Here are some examples of questions where regression analysis could be employed to help answer them.
How is the length of smallmouth bass in West Bearskin Lake related to their age in years and the radius of their scales in mm?
How does the mean selling price of a home in Saratoga, NY relate to the physical features of a home like the # of bedrooms, # of bathrooms, square feet of living space, whether the home has a fireplace or not, etc.? Can explain how price relates to these characteristics? Can we accurately predict what a home will sell for given these characteristics?
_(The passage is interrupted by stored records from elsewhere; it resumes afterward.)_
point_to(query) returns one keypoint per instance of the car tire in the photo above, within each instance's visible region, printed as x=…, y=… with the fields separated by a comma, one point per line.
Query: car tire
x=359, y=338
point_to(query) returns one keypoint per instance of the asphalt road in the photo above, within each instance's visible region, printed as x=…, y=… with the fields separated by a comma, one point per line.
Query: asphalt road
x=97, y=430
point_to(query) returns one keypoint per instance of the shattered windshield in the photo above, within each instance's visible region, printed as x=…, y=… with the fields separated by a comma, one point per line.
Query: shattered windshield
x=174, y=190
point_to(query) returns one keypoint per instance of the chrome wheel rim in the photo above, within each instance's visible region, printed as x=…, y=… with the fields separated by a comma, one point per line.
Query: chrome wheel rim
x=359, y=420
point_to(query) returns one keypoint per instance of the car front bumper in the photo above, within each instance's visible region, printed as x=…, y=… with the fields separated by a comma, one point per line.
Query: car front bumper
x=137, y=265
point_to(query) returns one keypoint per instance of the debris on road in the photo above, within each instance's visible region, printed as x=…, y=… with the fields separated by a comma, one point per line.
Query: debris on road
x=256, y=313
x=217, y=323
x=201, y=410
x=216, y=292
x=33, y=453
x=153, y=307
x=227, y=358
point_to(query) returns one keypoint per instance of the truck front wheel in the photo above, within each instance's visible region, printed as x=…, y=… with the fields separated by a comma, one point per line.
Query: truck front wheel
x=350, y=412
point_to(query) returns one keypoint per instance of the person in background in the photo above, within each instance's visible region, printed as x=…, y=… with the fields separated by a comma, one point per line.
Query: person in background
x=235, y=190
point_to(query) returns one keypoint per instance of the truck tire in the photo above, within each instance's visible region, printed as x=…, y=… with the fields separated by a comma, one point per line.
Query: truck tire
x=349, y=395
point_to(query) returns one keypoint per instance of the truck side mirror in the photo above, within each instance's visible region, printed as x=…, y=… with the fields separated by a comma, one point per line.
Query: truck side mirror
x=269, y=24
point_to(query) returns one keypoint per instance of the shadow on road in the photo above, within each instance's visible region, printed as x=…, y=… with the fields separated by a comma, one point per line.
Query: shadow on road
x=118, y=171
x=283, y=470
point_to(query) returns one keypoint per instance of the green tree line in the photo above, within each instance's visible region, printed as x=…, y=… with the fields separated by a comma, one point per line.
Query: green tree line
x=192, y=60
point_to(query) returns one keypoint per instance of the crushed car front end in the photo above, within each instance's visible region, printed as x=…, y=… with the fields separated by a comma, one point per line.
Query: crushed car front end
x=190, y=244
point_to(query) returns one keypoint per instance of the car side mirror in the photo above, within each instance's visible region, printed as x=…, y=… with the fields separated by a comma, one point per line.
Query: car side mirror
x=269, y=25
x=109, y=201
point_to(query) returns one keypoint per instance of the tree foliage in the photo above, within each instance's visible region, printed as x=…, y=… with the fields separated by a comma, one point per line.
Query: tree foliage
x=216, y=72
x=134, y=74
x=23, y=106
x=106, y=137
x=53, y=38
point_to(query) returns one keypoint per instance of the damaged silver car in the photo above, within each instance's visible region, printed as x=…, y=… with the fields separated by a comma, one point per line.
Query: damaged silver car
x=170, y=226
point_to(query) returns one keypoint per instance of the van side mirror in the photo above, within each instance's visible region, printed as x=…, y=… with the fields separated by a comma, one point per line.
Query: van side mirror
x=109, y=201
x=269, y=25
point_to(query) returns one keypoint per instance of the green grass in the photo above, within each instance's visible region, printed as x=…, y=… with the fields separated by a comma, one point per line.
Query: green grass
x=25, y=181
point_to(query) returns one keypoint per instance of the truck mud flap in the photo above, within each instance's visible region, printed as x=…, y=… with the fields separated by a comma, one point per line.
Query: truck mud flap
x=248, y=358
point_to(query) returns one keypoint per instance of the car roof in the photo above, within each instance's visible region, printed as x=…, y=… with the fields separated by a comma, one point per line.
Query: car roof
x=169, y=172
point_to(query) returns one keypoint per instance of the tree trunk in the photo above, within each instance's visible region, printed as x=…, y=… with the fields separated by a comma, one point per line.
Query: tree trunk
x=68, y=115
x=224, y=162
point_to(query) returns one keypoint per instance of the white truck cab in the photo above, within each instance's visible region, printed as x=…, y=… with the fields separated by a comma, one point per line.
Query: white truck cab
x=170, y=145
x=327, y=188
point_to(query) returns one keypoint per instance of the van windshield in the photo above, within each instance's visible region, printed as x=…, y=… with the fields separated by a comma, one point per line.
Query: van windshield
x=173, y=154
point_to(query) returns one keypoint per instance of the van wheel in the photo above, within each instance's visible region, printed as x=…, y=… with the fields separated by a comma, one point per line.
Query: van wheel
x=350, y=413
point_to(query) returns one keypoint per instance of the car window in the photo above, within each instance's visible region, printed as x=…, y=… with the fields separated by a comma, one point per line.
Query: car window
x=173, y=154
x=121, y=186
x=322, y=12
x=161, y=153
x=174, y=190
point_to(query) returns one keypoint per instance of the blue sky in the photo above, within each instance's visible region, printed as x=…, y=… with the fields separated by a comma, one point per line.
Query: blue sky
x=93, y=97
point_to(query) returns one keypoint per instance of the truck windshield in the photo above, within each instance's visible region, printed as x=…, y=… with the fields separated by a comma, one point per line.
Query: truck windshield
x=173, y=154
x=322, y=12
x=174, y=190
(Links: www.zillow.com and www.redfin.com)
How does the dose of drug relate to the forced expiratory volume of asthmatic patients taking it? Do the dose levels differ? If so, by how much?
Does changing class size affect success of students?
Do changes in diet result in changes in cholesterol level, and if so, do the results depend on other characteristics such as age, gender, and amount of exercise?
Do conservation easements on agricultural property, such as those passed recently regarding watershed buffers in MN, lower land value?
Does having a right heart catheter used during treatment of heart attack patients increase 30-day mortality?
After adjusting for demographics, what maternal risk factors are related to the birth weight (g) of infants or their chance of having an infant prematurely (< 37 weeks gestation)?
What is the relationship between teacher salaries and district/county characteristics in MN? How are student basic skills test scores related to these factors?
How are the shape and size of breast tumor cells related to the malignancy? Are cells spherical/circular and does the answer depend on malignancy status of the cells? Can model the probability that a cell is malignant (or benign) based on these measurements?
How is the survival time of lung cancer patients related to the form of treatment they receive taking other factors into account?
The possibilities are infinite! In this course we will primarily be focusing on regression situations where the response (Y) is a numeric variable. For a numeric response we typically use linear regression. However, we will also be discussing logistic regression where the response is a dichotomous (2 levels) categorical/nominal variable (i.e. “yes? vs. “no” or “success” vs. “failure”).
Before we begin discussing linear regression in earnest however we will begin “reviewing”statistical preliminaries, e.g. descriptive statistics (both numeric & visual summaries), hypothesis/significance tests, confidence intervals, etc. in Section 1.